Nonostante lo shaker sia uno dei prodotti più conosciuti associati ad un barman, sono tante le persone che, quotidianamente, utilizzano questo strumento senza sapere esattamente come funzioni.
Lo shaker è l’attrezzo che si potrebbe meglio accomunare ad un barman proprio perché in qualsiasi locale si decida di entrare si troverà sempre un barman con uno shaker in mano. Esistono diversi tipi di shaker ma le tipologie più conosciute sono tre. Il boston, il parisienne ed il cobbler.
SHAKER – LE PRINCIPALI DIFFERENZE
Per essere più precisi è giusto dire che grazie ad ogni tipologia possiamo ottenere risultati differenti. A cambiare, oltre alla forma è anche lo spazio che il drink ha a disposizione per muoversi dentro allo strumento andando così ad ossigenarsi.

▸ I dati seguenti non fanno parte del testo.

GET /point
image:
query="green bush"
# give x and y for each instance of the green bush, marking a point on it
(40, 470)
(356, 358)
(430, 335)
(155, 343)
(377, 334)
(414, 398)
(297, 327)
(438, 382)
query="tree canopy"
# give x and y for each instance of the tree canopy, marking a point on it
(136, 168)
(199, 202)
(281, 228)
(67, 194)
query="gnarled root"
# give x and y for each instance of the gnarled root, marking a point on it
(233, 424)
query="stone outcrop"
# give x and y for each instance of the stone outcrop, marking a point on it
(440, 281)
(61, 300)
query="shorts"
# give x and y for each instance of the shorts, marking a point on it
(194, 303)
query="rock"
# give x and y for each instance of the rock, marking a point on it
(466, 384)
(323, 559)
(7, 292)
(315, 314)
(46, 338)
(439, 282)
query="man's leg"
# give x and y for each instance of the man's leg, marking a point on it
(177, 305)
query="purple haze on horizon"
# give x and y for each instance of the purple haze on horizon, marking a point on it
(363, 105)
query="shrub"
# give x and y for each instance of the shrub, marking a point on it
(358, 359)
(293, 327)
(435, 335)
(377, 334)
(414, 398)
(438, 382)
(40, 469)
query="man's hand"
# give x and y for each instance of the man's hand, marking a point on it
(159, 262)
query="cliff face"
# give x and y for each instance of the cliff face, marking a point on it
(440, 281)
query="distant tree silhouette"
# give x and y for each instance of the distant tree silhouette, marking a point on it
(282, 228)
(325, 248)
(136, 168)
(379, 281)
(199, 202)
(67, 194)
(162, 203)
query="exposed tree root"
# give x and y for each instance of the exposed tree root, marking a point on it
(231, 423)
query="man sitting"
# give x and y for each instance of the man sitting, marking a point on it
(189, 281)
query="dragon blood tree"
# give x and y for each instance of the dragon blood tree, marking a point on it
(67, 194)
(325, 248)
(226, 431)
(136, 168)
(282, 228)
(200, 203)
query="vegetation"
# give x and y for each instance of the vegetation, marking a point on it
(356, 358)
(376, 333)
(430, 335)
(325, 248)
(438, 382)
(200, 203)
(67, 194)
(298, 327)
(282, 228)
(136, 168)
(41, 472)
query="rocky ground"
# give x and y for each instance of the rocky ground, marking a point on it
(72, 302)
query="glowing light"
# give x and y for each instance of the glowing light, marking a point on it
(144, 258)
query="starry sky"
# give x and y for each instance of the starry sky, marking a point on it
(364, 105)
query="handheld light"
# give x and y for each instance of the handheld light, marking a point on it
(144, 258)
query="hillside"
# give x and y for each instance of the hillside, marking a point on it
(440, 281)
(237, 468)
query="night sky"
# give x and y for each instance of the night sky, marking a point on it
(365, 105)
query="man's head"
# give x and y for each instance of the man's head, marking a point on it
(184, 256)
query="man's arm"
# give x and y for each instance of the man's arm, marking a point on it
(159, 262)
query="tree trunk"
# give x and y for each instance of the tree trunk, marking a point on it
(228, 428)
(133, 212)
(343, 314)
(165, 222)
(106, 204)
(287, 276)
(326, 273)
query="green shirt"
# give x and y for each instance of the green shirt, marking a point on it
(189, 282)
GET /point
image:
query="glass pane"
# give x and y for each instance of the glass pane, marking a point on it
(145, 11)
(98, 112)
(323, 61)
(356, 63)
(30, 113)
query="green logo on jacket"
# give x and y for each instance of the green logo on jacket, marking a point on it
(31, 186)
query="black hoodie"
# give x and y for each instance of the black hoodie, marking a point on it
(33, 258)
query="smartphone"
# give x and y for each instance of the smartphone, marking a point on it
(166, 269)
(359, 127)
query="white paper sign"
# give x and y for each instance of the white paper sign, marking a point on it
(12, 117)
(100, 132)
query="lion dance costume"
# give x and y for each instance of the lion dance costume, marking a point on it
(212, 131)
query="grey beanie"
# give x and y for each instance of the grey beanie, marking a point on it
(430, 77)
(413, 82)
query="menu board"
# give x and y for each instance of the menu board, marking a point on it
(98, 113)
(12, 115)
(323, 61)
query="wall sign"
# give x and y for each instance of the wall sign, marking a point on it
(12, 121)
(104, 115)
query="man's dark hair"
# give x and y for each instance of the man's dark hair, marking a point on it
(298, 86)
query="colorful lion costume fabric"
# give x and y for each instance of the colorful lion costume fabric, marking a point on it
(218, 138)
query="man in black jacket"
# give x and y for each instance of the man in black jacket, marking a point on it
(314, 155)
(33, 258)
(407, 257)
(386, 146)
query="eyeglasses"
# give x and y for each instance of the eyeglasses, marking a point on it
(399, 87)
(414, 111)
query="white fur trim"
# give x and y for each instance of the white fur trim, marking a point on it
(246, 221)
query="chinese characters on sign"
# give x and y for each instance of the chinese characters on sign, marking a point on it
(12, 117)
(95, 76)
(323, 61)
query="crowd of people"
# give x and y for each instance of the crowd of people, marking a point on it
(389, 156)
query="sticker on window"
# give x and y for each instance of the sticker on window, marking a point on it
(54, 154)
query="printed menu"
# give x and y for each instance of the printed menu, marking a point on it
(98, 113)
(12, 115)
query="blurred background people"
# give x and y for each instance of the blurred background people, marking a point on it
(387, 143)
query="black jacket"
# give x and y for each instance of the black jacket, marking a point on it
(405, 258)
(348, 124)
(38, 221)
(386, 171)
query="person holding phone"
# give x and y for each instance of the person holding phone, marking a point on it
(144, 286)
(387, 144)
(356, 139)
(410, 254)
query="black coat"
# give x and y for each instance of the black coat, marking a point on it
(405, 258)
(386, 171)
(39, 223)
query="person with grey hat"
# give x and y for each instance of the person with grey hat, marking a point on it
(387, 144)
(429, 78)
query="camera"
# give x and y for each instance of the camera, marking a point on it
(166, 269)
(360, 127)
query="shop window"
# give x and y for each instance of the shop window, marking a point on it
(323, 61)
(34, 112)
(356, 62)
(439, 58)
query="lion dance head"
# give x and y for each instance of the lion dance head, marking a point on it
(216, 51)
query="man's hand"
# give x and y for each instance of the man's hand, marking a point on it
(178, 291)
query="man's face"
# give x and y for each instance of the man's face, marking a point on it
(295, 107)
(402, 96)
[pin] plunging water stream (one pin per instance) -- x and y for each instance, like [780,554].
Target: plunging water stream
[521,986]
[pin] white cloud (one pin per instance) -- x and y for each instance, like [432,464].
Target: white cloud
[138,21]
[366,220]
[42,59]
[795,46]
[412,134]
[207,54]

Ossigenandosi il drink riesce ad inglobare l’aria all’interno dello shaker cambiando la sua texture e risultando ad esempio più cremoso a palato.
BOSTON
Lo shaker boston è composto da due parti spesso in acciaio, una più grande chiamata tin e una più piccola chiamata half tin. Alcune volte anziché l’half tin il boston può essere composto da un mixing tin in vetro. Dato il maggiore spazio di ossigenazione che permette di avere questo shaker è ottimo per tutti i drink che contengono dei succhi di frutta.
PARISIENNE
Lo shaker parisienne, come il boston, è composto da due parti in acciaio, a variare è la forma che si presenta più elegante. Rispetto alla prima tipologia lo spazio che il drink utilizza per l’ossigenazione è leggermente inferiore e per questo si adatta meglio a shakerare dei prodotti come la panna con lo scopo di migliorarne l’emulsione.
COBBLER
Lo shaker cobbler oltre ad essere conosciuto anche con il nome di shaker continentale è il meno recente tra i tre tipi di shaker. È composto da tre parti in acciaio, il tin che contiene tutti gli ingredienti, un primo tappo forato che funge da filtro e un secondo tappo per chiudere lo strumento durante la shakerata. Il cobbler si adatta meglio alle ricette storiche composte per lo più da ingredienti alcolici.
PERCHÉ SI SHAKERA?
La shakerata ha diversi scopi oltre all’ossigenazione di cui abbiamo appena parlato. Si shakera infatti per diluire, per raffreddare e per miscelare gli ingredienti che compongono il cocktail. Per una shakerata ci è stato insegnato che ci vogliono circa 7 secondi di tempo. Altri invece preferiscono contare le battute. Se anche in questo caso vogliamo essere precisi e sapendo che ogni drink è unico, è bene differenziare le tempistiche del movimento in base al risultato che si vuole ottenere. Starà poi all’esperienza del barman capire come muoversi per poter creare dei drink perfetti. Più sarà la forza impiegata durante la shakerata e meno tempo ci vorrà perché il drink raggiunga la temperatura minima.
DRY SHAKE O SHAKERATA A SECCO
Con dry shake si intende una shakerata che prevede di miscelare gli ingredienti senza l’utilizzo del ghiaccio. Questo procedimento si esegue quando alla miscela si aggiunge un emulsionante come l’albume o l’albumina (albume liofilizzato) o l’acqua faba per la versione vegana. Per alcuni è meglio effettuare prima la shakerata a secco e poi quella normale aggiungendo il ghiaccio. Sarebbe invece più opportuno eseguire la shakerata a secco come secondo movimento in quanto l’albume tende a montare meglio a temperature più alte anche se non si notano troppe differenze tra una scelta e l’altra.